Using regular headlights in foggy weather can make it even more difficult for drivers to see what lies ahead. In order to reduce the glare caused by fog, the special fog headlights are angled downward so the light bounces off of the low-hanging clouds and illuminates the road in front of you. They also make it easier for other drivers to see you coming when visibility is reduced due to fog, snow or heavy rain.

There are three main types of fog lights, halogen, light-emitting diode (LED) and high-intensity discharge (HID) bulbs. Halogen bulbs are the most commonly used lights for fog lamps, and many manufacturers use coated lenses to increase visibility that gives them an amber hue. Both LEDs and HIDs tend to be brighter and more effective than standard halogen bulbs, but there are a few differences.
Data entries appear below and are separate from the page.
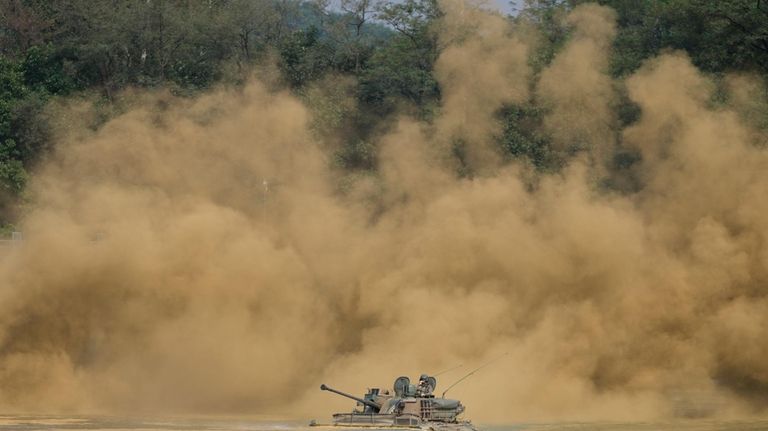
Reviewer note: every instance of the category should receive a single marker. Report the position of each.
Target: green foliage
(48, 69)
(398, 70)
(304, 57)
(13, 177)
(521, 137)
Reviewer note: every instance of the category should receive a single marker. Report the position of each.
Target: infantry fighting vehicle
(410, 406)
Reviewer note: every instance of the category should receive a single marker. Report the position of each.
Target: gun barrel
(370, 404)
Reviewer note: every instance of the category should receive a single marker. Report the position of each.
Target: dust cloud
(199, 256)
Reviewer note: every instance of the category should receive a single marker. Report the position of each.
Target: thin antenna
(449, 369)
(473, 372)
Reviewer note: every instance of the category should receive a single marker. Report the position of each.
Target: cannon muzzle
(368, 403)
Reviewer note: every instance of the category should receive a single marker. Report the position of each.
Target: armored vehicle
(407, 406)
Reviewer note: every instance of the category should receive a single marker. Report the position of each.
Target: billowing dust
(201, 255)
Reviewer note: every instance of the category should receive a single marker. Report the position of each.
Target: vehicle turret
(368, 402)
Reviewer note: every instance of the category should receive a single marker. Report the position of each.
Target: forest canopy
(57, 49)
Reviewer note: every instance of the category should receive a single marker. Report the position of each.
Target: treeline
(57, 48)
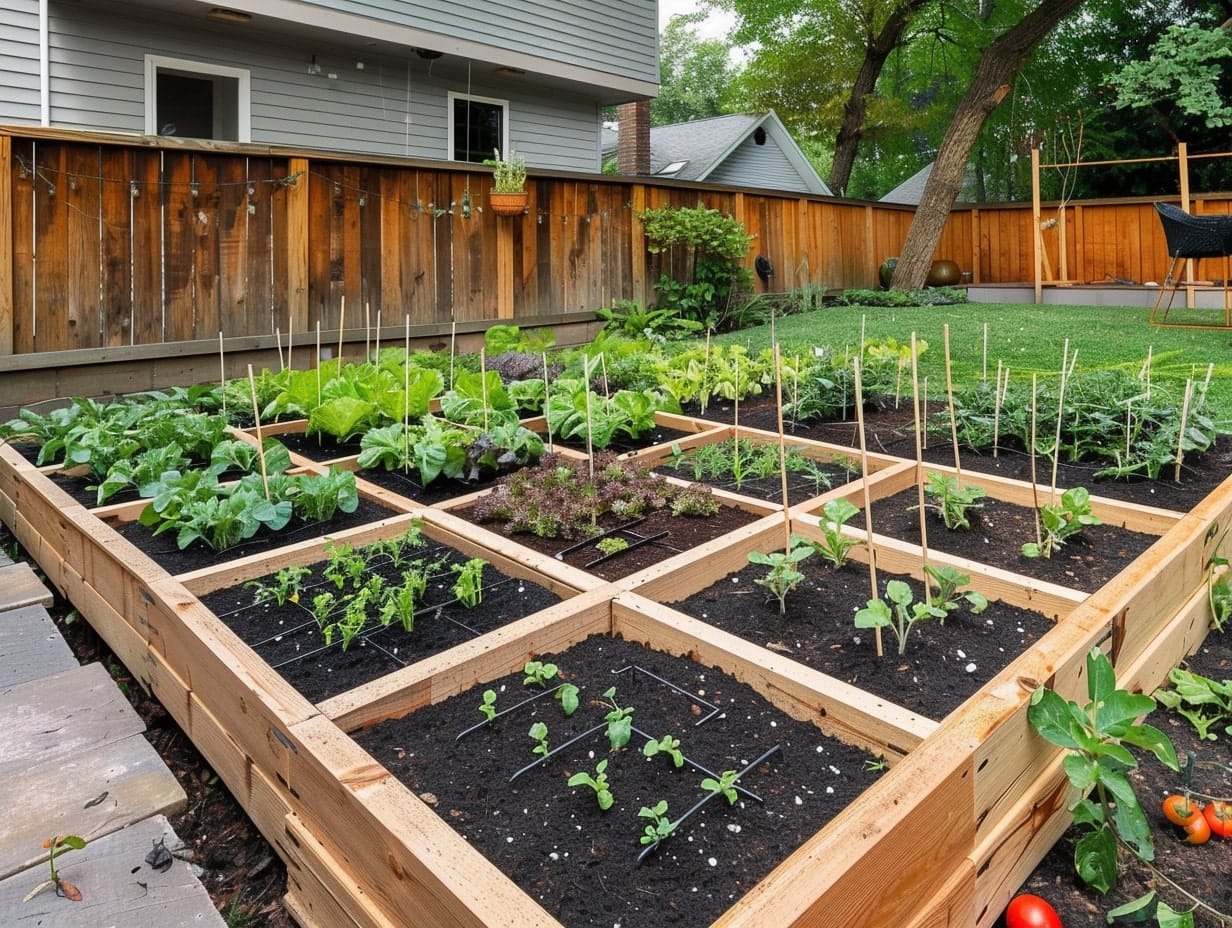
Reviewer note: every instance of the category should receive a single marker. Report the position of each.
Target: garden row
(336, 773)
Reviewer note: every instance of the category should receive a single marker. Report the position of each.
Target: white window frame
(242, 77)
(494, 101)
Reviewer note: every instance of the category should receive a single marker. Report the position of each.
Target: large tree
(998, 64)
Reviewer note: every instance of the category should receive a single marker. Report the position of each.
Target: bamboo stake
(949, 399)
(222, 372)
(260, 441)
(782, 452)
(867, 498)
(1035, 484)
(919, 468)
(1184, 420)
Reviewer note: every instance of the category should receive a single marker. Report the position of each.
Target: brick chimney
(633, 153)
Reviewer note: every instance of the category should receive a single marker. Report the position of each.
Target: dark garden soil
(290, 640)
(659, 536)
(944, 663)
(579, 863)
(1201, 869)
(996, 537)
(196, 556)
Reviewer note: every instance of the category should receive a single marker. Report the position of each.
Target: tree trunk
(847, 143)
(989, 85)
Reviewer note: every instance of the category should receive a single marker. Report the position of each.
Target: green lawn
(1029, 339)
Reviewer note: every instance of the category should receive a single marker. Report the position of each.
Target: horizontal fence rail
(112, 242)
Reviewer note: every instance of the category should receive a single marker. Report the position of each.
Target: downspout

LED bulbs use very little power, and they are less prone to breaking or burning out than ordinary bulbs because they do not contain filaments to generate light. The diodes come in a variety of colors, but for the most part these are merely a stylist choice and do not alter the effectiveness of the lights. Many automakers have begun to include LEDs on the headlights of their vehicles, since they first emerged in the automotive market in 2004 on the Audi A8. The German car company now uses these bulbs for the daytime running lights on most of its newer models.

HID bulbs, which emit a white-blue light, use electricity to charge the xenon gas contained within, so they are like LEDs in that there is no filament to break. The first HID bulb was used in a BMW 7 Series car in 1991, and since then many car companies have adopted the use of the light, but it is rarely a standard option. These lights typically last about 2,000 hours before they need to be replaced, which is about twice the lifespan of a halogen bulb.